Demoya Gordon, a former NCYL law clerk, has an article approved for publication in the California Law Review at UC Berkeley School of Law. The article examines what feminist theory has to offer to transgender plaintiffs who bring sex discrimination claims under Title VII of the Civil Rights Act. Demoya recently passed the Bar.
Former NCYL law clerk Whit Griffinger has begun work as a staff attorney for the newly formed East Bay Children’s Law Office. Whit will be representing abused and neglected children in dependency court in Hayward, CA.
Francis Villaseñor Guzman, NCYL’s Assistant to the Director from 2007-09 and a first-year law student at UCLA, has received a Diversity Scholarship Award from the California Bar Foundation. The scholarship program supports incoming California law students from racial or ethnic groups that have been historically underrepresented in the legal profession. The scholarships are given to students who demonstrate academic excellence and financial need, and, who, in many cases, have overcome significant obstacles to attend law school. The scholarship awards were presented to students at an Oct. 1 reception at Bingham McCutchen LLP in San Francisco.

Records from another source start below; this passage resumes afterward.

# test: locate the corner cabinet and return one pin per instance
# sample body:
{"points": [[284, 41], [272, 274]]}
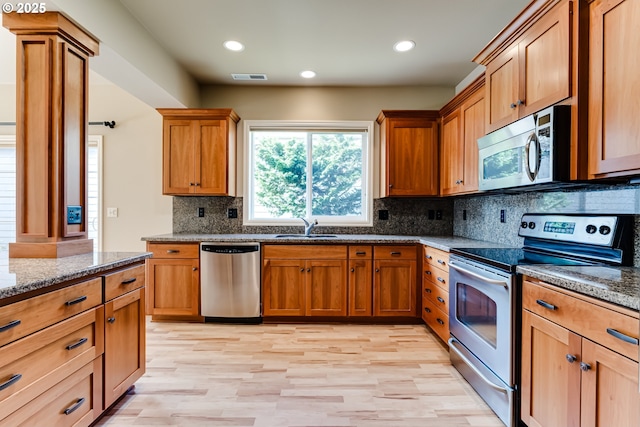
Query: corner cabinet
{"points": [[463, 121], [579, 360], [408, 153], [614, 88], [199, 151]]}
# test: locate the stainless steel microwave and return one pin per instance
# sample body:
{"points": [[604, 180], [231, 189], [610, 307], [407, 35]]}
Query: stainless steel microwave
{"points": [[533, 150]]}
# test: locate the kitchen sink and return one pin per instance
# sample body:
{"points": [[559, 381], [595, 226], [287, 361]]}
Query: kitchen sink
{"points": [[310, 236]]}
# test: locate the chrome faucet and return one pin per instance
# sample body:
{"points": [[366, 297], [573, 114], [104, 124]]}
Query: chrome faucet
{"points": [[308, 226]]}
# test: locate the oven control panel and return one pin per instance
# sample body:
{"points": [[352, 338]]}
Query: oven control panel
{"points": [[586, 229]]}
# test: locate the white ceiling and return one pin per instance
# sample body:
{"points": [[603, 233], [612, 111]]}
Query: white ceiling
{"points": [[346, 42]]}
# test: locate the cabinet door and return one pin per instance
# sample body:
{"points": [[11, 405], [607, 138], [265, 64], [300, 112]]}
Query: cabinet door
{"points": [[124, 346], [609, 388], [550, 383], [178, 161], [502, 90], [326, 288], [174, 287], [545, 61], [394, 288], [360, 287], [283, 287], [473, 124], [452, 151], [614, 87], [412, 152], [211, 156]]}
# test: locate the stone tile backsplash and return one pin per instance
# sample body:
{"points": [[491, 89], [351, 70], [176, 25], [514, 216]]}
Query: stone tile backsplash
{"points": [[407, 216]]}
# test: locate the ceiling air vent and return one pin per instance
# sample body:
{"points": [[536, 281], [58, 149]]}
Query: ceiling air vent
{"points": [[249, 76]]}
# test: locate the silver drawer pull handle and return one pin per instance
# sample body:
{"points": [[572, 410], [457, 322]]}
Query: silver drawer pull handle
{"points": [[77, 344], [75, 406], [76, 301], [546, 304], [623, 337], [10, 325], [14, 379]]}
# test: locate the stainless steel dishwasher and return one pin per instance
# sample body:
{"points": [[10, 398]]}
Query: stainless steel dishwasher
{"points": [[230, 282]]}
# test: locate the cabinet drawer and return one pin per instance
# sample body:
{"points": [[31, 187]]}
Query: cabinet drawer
{"points": [[360, 252], [43, 359], [436, 276], [395, 252], [438, 297], [123, 281], [436, 258], [76, 401], [437, 319], [592, 321], [174, 250], [25, 317], [305, 251]]}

Former NCYL law clerk Miho Murai has left Public Counsel in Los Angeles and plans to open a private practice specializing in special education.
Judge Enrique Peña, former President of the NCYL Board of Directors, died on July 31, 2009. Judge Peña had been diagnosed with pancreatic cancer in November 2007. Judge Peña was a juvenile court judge in El Paso, Texas, and later founded a mediation and arbitration service. He was also a long-time donor to NCYL.
NCYL 2008 intern Jenna Pritsos is a first-year law student at the University of Wisconsin, Madison. Jenna writes, “As I have been preparing for law school I have been thinking quite a bit about my time at NCYL and just wanted to let you know how much I appreciated my first exposure to the law.”